Thursday, November 1, 2007

Catching up with the truss building

My mom pointed out that I skipped over some important stuff, so bear with me as I describe building the trusses for the shop.

The plans I worked from (I'm to the point now in June of '08 that I'm mostly done with the plans, now comes the wiring and finish details) described building the trusses yourself vs. having them farmed out. I simply had to cut 8 2x4's to length and angle, then using a jig laid out on the floor of the shop, assemble the trusses, with gussets and construction adhesive.


Mark cut these pieces on the right to size using his Radial Arm saw, which really helped with the accuracy of the trusses.



















Here I am cutting the larger gussets to size. They were used to attatch the two halves together





I used my tablesaw crosscut sled to gang cut a notch in some of the upper truss pieces for the end trusses for the perlins to fit into. In the end, however that proved unnescesary because of the metal roof I wound up using.
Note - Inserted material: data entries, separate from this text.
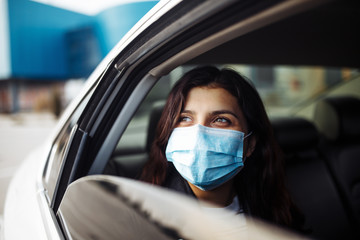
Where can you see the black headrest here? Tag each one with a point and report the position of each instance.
(156, 111)
(295, 134)
(338, 118)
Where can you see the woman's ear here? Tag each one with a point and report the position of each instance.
(250, 146)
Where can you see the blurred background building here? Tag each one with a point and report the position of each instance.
(49, 47)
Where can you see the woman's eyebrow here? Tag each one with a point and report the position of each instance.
(224, 112)
(187, 111)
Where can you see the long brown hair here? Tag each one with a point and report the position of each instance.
(260, 185)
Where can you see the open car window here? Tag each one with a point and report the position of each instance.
(285, 90)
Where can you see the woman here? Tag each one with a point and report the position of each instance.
(215, 142)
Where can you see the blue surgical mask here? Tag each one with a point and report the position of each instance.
(206, 157)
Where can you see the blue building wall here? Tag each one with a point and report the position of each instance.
(39, 37)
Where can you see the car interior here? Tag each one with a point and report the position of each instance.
(311, 91)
The blocking for the metal roof did a great job of tying the all of the trusses together.

After cutting all of the pieces, (and re-cutting some when we had to rebuild a couple of the trusses) a pattern was laid out on the floor of the shop, and the pieces were nailed and secured with construction adhesive.





Here is Mark using the semi-famous Polish Polearm to muscle the first two trusses up on the end of the shop. We did those two the hard way as it turns out, putting them up together including the perlins, which realllly made it a) heavy and b) unwieldy.
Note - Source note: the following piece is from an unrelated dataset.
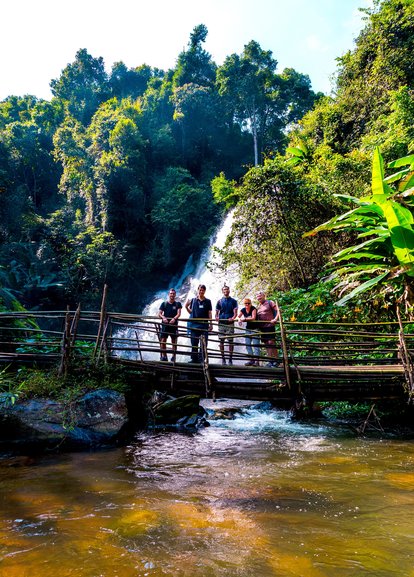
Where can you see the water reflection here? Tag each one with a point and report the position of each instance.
(259, 495)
the rest of the trusses were installed individually. Grizz helped on that job, and without the two of them plus Lori and the boys my shop would still be in the dream stage.







Jumping forward a bit, here's how things looked once we had a few more trusses installed.
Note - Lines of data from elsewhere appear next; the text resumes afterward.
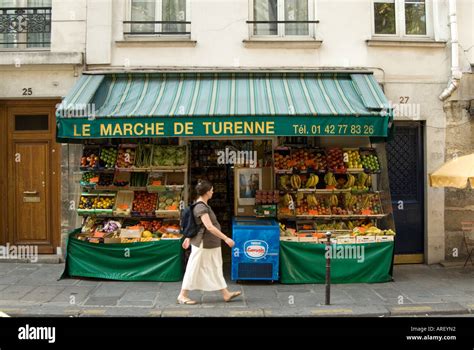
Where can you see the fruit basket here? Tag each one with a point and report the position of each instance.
(143, 156)
(122, 179)
(265, 210)
(89, 179)
(86, 203)
(105, 180)
(138, 180)
(286, 206)
(108, 157)
(144, 204)
(311, 204)
(370, 160)
(367, 205)
(90, 157)
(126, 156)
(169, 157)
(169, 202)
(352, 160)
(123, 203)
(104, 203)
(156, 182)
(335, 160)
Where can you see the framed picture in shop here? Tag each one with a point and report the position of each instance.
(249, 182)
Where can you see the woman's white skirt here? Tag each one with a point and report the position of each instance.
(204, 270)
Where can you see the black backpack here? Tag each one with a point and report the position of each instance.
(189, 227)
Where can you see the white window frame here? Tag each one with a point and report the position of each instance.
(400, 27)
(281, 26)
(158, 17)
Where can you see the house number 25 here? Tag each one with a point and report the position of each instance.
(27, 91)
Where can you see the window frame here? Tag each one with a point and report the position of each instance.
(158, 17)
(400, 25)
(281, 26)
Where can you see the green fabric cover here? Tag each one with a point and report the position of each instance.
(148, 261)
(306, 263)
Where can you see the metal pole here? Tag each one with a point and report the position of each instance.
(328, 268)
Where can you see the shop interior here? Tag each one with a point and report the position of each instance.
(133, 191)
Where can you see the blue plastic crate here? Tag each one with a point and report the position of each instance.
(255, 255)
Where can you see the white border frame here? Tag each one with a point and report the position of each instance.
(158, 17)
(281, 26)
(400, 29)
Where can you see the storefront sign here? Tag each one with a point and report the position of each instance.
(84, 128)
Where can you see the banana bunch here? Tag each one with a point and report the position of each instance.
(365, 202)
(311, 200)
(362, 179)
(284, 182)
(330, 179)
(350, 181)
(368, 183)
(295, 181)
(333, 201)
(349, 200)
(287, 199)
(312, 181)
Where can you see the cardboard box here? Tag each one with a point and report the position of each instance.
(384, 238)
(308, 239)
(289, 238)
(112, 240)
(346, 240)
(365, 239)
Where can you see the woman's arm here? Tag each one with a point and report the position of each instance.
(206, 220)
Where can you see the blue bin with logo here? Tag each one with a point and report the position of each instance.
(255, 255)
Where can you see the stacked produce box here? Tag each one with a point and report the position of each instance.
(132, 191)
(335, 188)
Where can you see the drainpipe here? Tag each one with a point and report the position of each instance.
(455, 71)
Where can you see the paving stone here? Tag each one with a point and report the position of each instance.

Afer that, it was 'time' to install sheathing for the roof. I made this neat jig to help get the sheathing up on the shop. In the end, we wound up removing the sheathing to put the blocking up on the roof, but here was how the sheathing went up.

The sheathing went up on those two boards screwed to the joists, there were plywood stops which would catch the sheet allowing me to climb the ladder without having to carry the 5/8 ply sheathing.